Brock researcher finds climate change further endangering Canadian bison

Climate change is making things worse for Canada’s largest land-dwelling mammal, a research team has found.

The wood bison of the Northwest Territories is already on the country’s threatened species list, but more precipitation is forcing the animal into areas that pose dangers to them, says Brock University geographer and research team member Michael Pisaric.

For decades, the wood bison population has been living in the Mackenzie Bison Sanctuary on the western shore of Great Slave Lake in N.W.T. The iconic animal lives off of grass-like plants called sedges, which are common along lake shorelines in the region.

But these sedge meadows are increasingly becoming flooded as the lakes expand “and the bison’s preferred habitat declines,” explains Pisaric, professor in Brock’s Department of Geography and Tourism Studies.

Pisaric was part of a research team led by the University of Ottawa that included the government of N.W.T. and five partner universities, including Brock. They studied satellite images from the 1980s to present and, before that, sediment cores taken from a number of lakes in the area to track lake surface changes over the last few centuries.

The team’s study, “Broad-scale lake expansion and flooding inundates essential wood bison habitat,” was published in the Feb. 23 edition of the journal Nature Communications.

“We found out from satellite data that the total area of the Mackenzie Bison Sanctuary covered in water was about five per cent in the 1980s,” explains Pisaric. “This has increased to over 11 per cent of the land area now.”

While the exact causes of the lake expansion remain uncertain, Pisaric says warmer temperatures bring more precipitation and some permafrost thawing.

Because the bison sanctuary land is so flat, even slight changes in precipitation and flow causes water bodies to grow. He says some lakes in the area have expanded “hundreds of times in size” and are the largest they’ve been in at least 200 years.

“Surveys of the bison population at the same time indicate that, as the lakes have expanded, the Mackenzie herd appears to have abandoned the former core of its range within the protected area of the sanctuary as habitat becomes inundated,” says Pisaric.

The wood bison are moving toward a busy highway that connects Edmonton with Yellowknife. The road is often travelled by large trucks going back and forth from the North’s diamond mines.

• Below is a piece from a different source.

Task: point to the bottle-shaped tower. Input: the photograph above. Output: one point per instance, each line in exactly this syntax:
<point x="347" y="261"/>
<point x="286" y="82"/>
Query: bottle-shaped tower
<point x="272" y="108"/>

“Incidents of collisions have increased,” says Pisaric. “It’s especially dangerous in the fall, when daylight begins to decrease again and there’s no snow cover yet; drivers don’t see the bison until they’re right on top of them.”

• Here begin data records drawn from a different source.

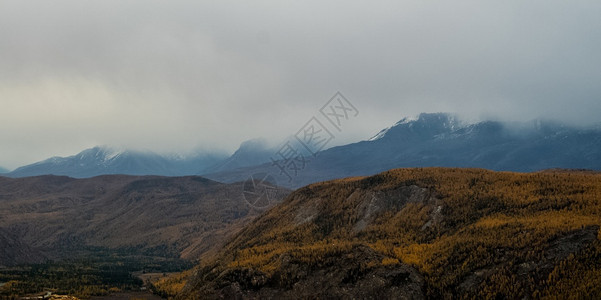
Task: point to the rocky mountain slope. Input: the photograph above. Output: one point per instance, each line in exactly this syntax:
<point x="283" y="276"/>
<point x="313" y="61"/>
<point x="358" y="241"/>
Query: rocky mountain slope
<point x="105" y="160"/>
<point x="441" y="140"/>
<point x="50" y="216"/>
<point x="419" y="233"/>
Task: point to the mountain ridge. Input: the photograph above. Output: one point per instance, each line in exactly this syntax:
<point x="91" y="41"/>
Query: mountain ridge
<point x="441" y="140"/>
<point x="418" y="233"/>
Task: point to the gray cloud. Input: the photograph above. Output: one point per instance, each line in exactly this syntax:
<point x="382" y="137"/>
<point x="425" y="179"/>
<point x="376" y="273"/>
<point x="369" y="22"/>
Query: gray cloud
<point x="183" y="75"/>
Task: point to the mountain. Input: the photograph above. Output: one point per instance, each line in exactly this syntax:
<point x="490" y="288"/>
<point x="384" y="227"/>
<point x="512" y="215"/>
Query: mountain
<point x="417" y="233"/>
<point x="54" y="216"/>
<point x="250" y="153"/>
<point x="441" y="140"/>
<point x="104" y="160"/>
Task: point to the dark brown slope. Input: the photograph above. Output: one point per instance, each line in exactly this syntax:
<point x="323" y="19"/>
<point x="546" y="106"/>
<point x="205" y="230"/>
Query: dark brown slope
<point x="172" y="216"/>
<point x="419" y="233"/>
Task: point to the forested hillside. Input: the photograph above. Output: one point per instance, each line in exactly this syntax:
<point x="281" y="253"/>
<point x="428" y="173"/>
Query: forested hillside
<point x="419" y="233"/>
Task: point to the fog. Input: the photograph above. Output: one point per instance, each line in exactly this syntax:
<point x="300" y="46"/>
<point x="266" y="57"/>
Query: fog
<point x="184" y="76"/>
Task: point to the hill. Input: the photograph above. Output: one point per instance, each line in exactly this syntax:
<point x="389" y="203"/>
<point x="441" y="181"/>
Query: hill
<point x="442" y="140"/>
<point x="418" y="233"/>
<point x="51" y="217"/>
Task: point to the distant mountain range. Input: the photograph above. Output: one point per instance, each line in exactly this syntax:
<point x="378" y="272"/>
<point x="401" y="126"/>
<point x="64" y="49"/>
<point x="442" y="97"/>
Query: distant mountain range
<point x="442" y="140"/>
<point x="436" y="139"/>
<point x="104" y="160"/>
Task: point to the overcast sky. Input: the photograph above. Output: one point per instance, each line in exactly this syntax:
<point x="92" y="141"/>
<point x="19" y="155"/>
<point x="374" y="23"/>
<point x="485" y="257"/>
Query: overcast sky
<point x="176" y="76"/>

The wood bison, found in Alberta, Manitoba, British Columbia, Yukon, and southwestern N.W.T, is a subspecies of the American bison listed as “threatened” under Canada’s Species at Risk Act.

“Disease, cross-breeding with plains bison and habitat loss through human development, agriculture, forestry and petroleum resource development are the main threats faced by Wood Bison,” says the Species at Risk Public Registry.

Pisaric explains that the wood bison living in Mackenzie Bison Sanctuary are “genetically pure,” taken to the sanctuary from a remote location in Wood Buffalo National Park during the 1960s.

“Most of the wood bison that we have in Canada are a cross between the plains bison and wood bison, so they’re not genetically pure,” he says.